Este chapliniano condicionamento o leva a ter uma vida de indivíduo, não de cidadão, sem exigências. Vive com pouco, sem atenção do outro, portanto sem contraponto. Daí estranhar a deferência de Margô ao convidá-lo para ser padrinho do casamento dela. “Imagine, diz ele, eu ser padrinho de casamento, vestir terno”. Ele perdeu, além disto, o sentido do diálogo, da troca, como na sequência em que o pai de Margô (Jean-Claude Bernardet) conversa com ele e termina num sintomático monólogo.

Margô precisa de quem a ampare

Margô, pelo contrário, criou um espaço no qual se desloca sem constrangimento, embora às vezes se apoie nele, por tê-lo como contraponto. Carece de quem a escute, ou fique ao seu lado, trocando calor humano, sem que haja qualquer palavra ou som de parte a parte. Não se pode falar em solidão, mas de necessidade de amparo e companheirismo. Nenhum deles indaga o que o outro sente ou quais são suas perspectivas de vida. A relação deles se limita à troca de energia e do mútuo silêncio.

É com ela que Guimarães e Gomes fogem aos planos fixos, os planos sequências; se valem de flashes para, com economia de meios, mostrar os preparativos de seu casamento. Ela surge em variados estilos de penteados, loira, morena, gruge, mutando-se em cada um deles. Porém, tem suas carências, instantes de alheamento, de distanciamento familiar, por viver com o pai. E Juvenal torna-se seu vértice: dele nada se sabe, além do vivenciado na tela. Inexiste no passado, nem se projeta no futuro.

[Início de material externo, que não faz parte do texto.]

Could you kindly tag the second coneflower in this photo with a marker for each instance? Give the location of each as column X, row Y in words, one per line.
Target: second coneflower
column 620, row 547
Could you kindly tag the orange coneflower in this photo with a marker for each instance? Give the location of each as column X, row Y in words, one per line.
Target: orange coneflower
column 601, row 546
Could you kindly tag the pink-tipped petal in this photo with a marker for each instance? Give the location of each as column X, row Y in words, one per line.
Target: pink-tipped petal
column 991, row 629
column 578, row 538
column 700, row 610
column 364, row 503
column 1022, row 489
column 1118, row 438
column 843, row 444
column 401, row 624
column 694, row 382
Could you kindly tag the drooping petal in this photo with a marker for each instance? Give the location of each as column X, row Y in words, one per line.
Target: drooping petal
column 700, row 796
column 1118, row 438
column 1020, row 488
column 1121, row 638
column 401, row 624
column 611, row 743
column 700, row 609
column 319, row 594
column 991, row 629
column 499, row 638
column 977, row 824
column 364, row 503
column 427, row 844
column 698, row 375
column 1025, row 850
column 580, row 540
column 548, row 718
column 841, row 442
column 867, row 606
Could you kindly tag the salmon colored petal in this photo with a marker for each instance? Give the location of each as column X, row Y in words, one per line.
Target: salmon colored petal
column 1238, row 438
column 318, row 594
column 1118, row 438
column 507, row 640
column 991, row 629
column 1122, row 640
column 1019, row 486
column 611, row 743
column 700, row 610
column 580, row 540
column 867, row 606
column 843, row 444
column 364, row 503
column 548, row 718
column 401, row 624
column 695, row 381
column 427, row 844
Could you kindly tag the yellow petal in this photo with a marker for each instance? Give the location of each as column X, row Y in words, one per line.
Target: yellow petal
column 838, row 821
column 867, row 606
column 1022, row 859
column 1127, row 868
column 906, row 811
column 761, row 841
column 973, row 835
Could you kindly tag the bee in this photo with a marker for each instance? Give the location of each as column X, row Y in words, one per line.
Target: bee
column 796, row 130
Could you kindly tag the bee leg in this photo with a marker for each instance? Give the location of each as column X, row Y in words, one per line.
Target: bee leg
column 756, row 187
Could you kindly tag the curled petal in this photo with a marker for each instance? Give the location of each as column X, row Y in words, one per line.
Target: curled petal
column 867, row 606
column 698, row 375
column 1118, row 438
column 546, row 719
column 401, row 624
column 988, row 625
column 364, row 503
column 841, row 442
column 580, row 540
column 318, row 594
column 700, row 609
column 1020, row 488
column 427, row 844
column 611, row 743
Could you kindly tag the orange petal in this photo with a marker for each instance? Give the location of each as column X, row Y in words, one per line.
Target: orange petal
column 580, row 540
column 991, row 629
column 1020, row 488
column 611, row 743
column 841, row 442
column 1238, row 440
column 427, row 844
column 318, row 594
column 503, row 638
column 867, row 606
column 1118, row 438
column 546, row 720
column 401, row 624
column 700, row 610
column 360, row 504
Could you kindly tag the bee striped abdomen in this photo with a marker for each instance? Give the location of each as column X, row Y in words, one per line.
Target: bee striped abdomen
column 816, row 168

De qualquer forma, ambos são criaturas da megalópole, filmados numa BH como espaço futurístico, onde podem se isolar na multidão. Podia ser Nova York ou Tóquio. Difícil diferenciar nesta concepção as preocupações dos diretores/roteiristas. De Cao pode-se identificar o indivíduo deslocado de seu meio, mas preso às teias do sistema, como em “Andarilho” (2006); de Gomes o lutar contra o que o prende, de “Era Uma Vez Eu, Verônica” (2012), e com ele conviver, como se fosse apenas isto.

Não são, portanto, personagens reativos, que se insurgem contra sua situação, a ela se acomodam. Nem se reconstroem, apenas se submetem às regras que os moldam. Impressão dada pelos diretores, num filme sem choques, nem narrativa hollywoodiana, construído por entrechos que lhes dão sentido. Trata-se de agudo olhar sobre o indivíduo cujo papel na estrutura da sociedade capitalista o consome como uma peça descartável.

“O Homem das Multidões”. Drama. Brasil. 2013. 95 minutos. Trilha sonora: O Grivo. Edição: Cao Guimarães, Marcelo Gomes, Lucas Sander. Fotografia: Ivo Lopes Araújo. Roteiro/direção: Cao Guimarães/Marcelo Gomes. Elenco: Paulo André, Silvia Lourenço, Jean-Claude Bernardet.